Narges Mohammadi auf einem Bild aus dem Jahr 2007.

Der Friedensnobelpreis geht an die iranische Menschenrechtsaktivistin Narges Mohammadi. Auch Gefängnisgitter können sie nicht aufhalten.

Nicht einmal die dunkelsten Zellen des berüchtigten Ewin-Gefängnisses in Teheran können Narges Mohammadis kraftvolle Stimme unterdrücken. „Frau, Leben, Freiheit“, hört man die Sprechchöre, die sie selbst im Gefängnis noch anführt. Es ist der Slogan der landesweiten Demonstrationen im Iran für Frauen- und Menschenrechte, die vor einem Jahr anfingen und von Einsatzkräften oft brutal niedergeschlagen wurden. Und es sind die Worte, mit denen die Bekanntgabe des diesjährigen Friedensnobelpreises in Oslo am Freitag begannen.

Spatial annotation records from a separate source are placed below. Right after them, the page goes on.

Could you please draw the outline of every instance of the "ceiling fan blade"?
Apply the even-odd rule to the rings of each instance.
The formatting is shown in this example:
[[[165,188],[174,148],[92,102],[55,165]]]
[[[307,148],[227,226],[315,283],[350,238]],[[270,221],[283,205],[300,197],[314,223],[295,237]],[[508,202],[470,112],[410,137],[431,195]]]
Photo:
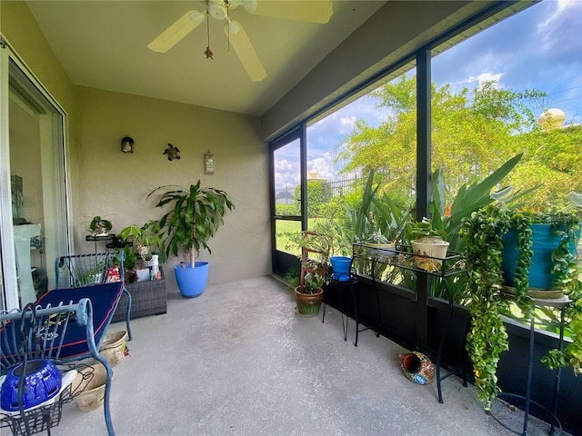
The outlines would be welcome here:
[[[266,77],[266,72],[251,45],[246,32],[237,21],[231,21],[225,25],[225,33],[230,39],[236,55],[253,82],[260,82]]]
[[[205,13],[196,10],[186,12],[176,23],[162,32],[158,37],[149,43],[147,48],[158,53],[167,52],[202,24],[206,17]]]
[[[243,0],[247,12],[256,15],[275,16],[295,21],[326,24],[334,14],[331,0],[311,1],[256,1]]]

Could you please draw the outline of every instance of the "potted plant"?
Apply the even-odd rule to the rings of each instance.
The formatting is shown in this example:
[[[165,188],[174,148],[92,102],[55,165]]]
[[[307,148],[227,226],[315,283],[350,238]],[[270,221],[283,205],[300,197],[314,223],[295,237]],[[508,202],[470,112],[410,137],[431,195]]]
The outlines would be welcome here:
[[[496,198],[495,194],[492,194]],[[550,368],[570,364],[575,372],[581,373],[582,363],[582,285],[580,264],[577,262],[573,248],[577,233],[579,237],[579,217],[576,213],[562,212],[541,213],[537,212],[506,212],[505,203],[489,204],[466,218],[460,235],[464,238],[466,262],[468,272],[468,292],[471,327],[467,338],[467,350],[473,362],[475,384],[485,409],[491,409],[491,401],[500,391],[497,384],[497,368],[499,355],[508,349],[507,333],[500,315],[508,311],[510,302],[515,301],[527,318],[534,316],[534,303],[529,295],[529,270],[536,247],[532,241],[532,225],[547,224],[550,232],[557,235],[557,242],[547,257],[553,273],[553,285],[572,301],[567,309],[566,320],[569,320],[572,332],[570,342],[563,352],[554,350],[543,362]],[[537,223],[539,222],[539,223]],[[517,233],[517,259],[513,263],[513,299],[503,295],[508,290],[507,273],[504,273],[504,251],[507,246],[507,233]],[[505,265],[506,267],[507,265]],[[536,268],[540,268],[536,266]]]
[[[159,186],[148,195],[160,193],[156,207],[171,206],[169,212],[157,220],[164,233],[163,246],[166,254],[178,255],[183,261],[174,268],[176,279],[184,297],[200,295],[208,278],[208,263],[196,262],[201,249],[208,253],[208,241],[224,223],[226,211],[235,204],[230,196],[219,189],[201,187],[200,180],[189,188],[176,185]]]
[[[150,220],[141,227],[137,224],[131,224],[119,232],[119,236],[124,242],[133,239],[134,248],[142,262],[151,258],[155,248],[162,247],[162,229],[159,223]]]
[[[430,220],[423,218],[420,222],[406,223],[406,233],[416,266],[426,271],[440,271],[443,262],[436,259],[445,259],[449,246],[445,231],[436,230]]]
[[[119,237],[125,243],[124,251],[125,253],[125,262],[124,266],[125,268],[125,275],[127,282],[134,282],[139,279],[147,280],[150,277],[150,272],[148,263],[152,258],[154,250],[156,248],[162,247],[162,234],[159,223],[155,220],[150,220],[144,225],[139,226],[137,224],[130,224],[125,227],[119,232]],[[130,244],[128,243],[132,241]],[[164,253],[163,259],[165,258]],[[139,268],[135,268],[135,262],[137,257],[141,258],[141,263]],[[163,262],[162,259],[162,262]],[[145,270],[147,268],[147,273],[138,273],[137,270]],[[141,274],[141,275],[140,275]]]
[[[112,228],[113,224],[111,222],[99,215],[94,216],[89,224],[89,230],[93,236],[107,236]]]
[[[315,316],[319,312],[324,298],[323,286],[329,261],[331,241],[329,236],[315,232],[289,233],[289,243],[301,247],[301,271],[299,286],[295,288],[296,312],[302,315]]]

„Zan, Zendegi, Azadi – Woman, Life, Freedom“, leitete Nobelkomiteevorsitzende Berit Reiss-Andersen die Bekanntgabe des prestigeträchtigen Preises ein. „Das norwegische Nobelkomitee hat beschlossen, den Friedensnobelpreis 2023 an Narges Mohammadi für ihren Kampf gegen die Unterdrückung von Frauen im Iran und ihren Kampf für die Förderung von Menschenrechten und Freiheit für alle zu verleihen.“

„Während ich spreche, ist Frau Mohammadi immer noch im Gefängnis“

Die 51-jährige Mohammadi ist eine der bedeutendsten Frauen- und Menschenrechtsaktivistinnen des Irans, setzt sich für die Abschaffung der Todesstrafe ein und wurde bereits mehrfach wegen ihrer Kritik am Regime und politisch motivierten Gerichtsurteilen verhaftet. „Während ich spreche, ist Frau Mohammadi immer noch im Gefängnis“, sagte Reiss-Andersen. Das Nobelkomitee sprach Mohammadi seine Anerkennung für ihren „mutigen Kampf mit seinen enormen persönlichen Kosten“ aus.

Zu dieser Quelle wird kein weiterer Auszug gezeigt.